Washington, DC–Today, the U.S. Food and Drug Administration authorized emergency use of the Moderna COVID-19 Vaccine and the Pfizer-BioNTech COVID-19 Vaccine for the prevention of COVID-19 to include use in children down to 6 months of age.
- For the Moderna COVID-19 Vaccine, the FDA amended the emergency use authorization (EUA) to include use of the vaccine in individuals 6 months through 17 years of age. The vaccine had been authorized for use in adults 18 years of age and older.
- For the Pfizer-BioNTech COVID-19 Vaccine, the FDA amended the EUA to include use of the vaccine in individuals 6 months through 4 years of age. The vaccine had been authorized for use in individuals 5 years of age and older.
- The FDA’s evaluation and analysis of the safety, effectiveness and manufacturing data of these vaccines was rigorous and comprehensive, supporting the EUAs.

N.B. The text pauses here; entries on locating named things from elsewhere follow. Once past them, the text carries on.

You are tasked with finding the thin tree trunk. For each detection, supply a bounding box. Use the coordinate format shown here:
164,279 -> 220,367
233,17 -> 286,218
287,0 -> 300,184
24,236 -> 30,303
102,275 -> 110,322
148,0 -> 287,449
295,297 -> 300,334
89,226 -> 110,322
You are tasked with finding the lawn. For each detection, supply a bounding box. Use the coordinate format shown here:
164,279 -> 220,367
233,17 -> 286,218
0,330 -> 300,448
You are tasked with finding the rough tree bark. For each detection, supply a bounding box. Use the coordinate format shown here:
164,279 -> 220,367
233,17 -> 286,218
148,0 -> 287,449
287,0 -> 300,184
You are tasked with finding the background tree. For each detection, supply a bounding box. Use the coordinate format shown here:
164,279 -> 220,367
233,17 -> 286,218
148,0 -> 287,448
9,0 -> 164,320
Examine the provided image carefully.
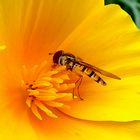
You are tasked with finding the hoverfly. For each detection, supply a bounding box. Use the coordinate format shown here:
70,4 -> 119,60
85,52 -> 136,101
50,50 -> 121,99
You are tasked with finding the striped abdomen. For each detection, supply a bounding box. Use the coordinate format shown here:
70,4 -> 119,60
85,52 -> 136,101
75,64 -> 106,85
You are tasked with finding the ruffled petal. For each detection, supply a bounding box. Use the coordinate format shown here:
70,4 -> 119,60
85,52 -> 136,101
59,5 -> 140,121
0,0 -> 103,64
0,107 -> 140,140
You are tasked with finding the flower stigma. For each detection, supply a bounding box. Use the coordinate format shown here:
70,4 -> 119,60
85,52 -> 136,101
22,61 -> 76,120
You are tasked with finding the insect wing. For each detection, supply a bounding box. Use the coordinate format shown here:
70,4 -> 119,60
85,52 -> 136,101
80,61 -> 121,80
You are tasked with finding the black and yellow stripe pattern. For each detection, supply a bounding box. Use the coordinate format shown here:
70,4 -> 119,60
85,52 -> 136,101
74,63 -> 106,86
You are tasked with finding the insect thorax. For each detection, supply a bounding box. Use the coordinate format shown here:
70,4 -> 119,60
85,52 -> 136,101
59,55 -> 75,70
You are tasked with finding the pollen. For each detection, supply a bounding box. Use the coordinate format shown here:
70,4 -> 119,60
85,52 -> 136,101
21,61 -> 76,120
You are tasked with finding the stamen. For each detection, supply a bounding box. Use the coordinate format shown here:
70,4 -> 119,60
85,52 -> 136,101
21,61 -> 75,120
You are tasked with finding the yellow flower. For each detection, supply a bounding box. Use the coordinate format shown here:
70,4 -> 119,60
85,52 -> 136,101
0,0 -> 140,140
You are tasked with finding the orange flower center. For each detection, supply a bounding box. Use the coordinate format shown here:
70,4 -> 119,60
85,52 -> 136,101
22,61 -> 75,120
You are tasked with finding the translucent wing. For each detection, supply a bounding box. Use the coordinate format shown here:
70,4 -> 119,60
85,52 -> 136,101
79,61 -> 121,80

- The agency determined that the known and potential benefits of the Moderna and Pfizer-BioNTech COVID-19 vaccines outweigh the known and potential risks in the pediatric populations authorized for use for each vaccine.

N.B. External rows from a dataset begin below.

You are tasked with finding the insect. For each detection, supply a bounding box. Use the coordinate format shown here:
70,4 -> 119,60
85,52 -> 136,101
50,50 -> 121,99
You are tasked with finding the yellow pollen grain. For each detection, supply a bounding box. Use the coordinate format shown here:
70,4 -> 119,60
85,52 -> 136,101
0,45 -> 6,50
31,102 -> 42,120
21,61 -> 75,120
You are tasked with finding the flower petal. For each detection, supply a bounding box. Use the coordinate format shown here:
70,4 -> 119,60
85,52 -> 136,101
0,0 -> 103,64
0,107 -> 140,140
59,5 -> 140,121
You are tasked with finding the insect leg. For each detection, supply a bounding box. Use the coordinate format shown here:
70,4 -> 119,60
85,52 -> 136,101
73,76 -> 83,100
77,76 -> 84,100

- Prior to making the decision to authorize these vaccines for the respective pediatric populations, the FDA’s independent Vaccines and Related Biological Products Advisory Committee was consulted and voted in support of the authorizations.

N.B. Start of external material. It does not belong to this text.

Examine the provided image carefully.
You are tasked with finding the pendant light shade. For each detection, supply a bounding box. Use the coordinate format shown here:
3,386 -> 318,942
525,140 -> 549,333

The Moderna COVID-19 Vaccine is administered as a primary series of two doses, one month apart, to individuals 6 months through 17 years of age. The vaccine is also authorized to provide a third primary series dose at least one month following the second dose for individuals in this age group who have been determined to have certain kinds of immunocompromise.
The Pfizer-BioNTech COVID-19 Vaccine is administered as a primary series of three doses in which the initial two doses are administered three weeks apart followed by a third dose administered at least eight weeks after the second dose in individuals 6 months through 4 years of age.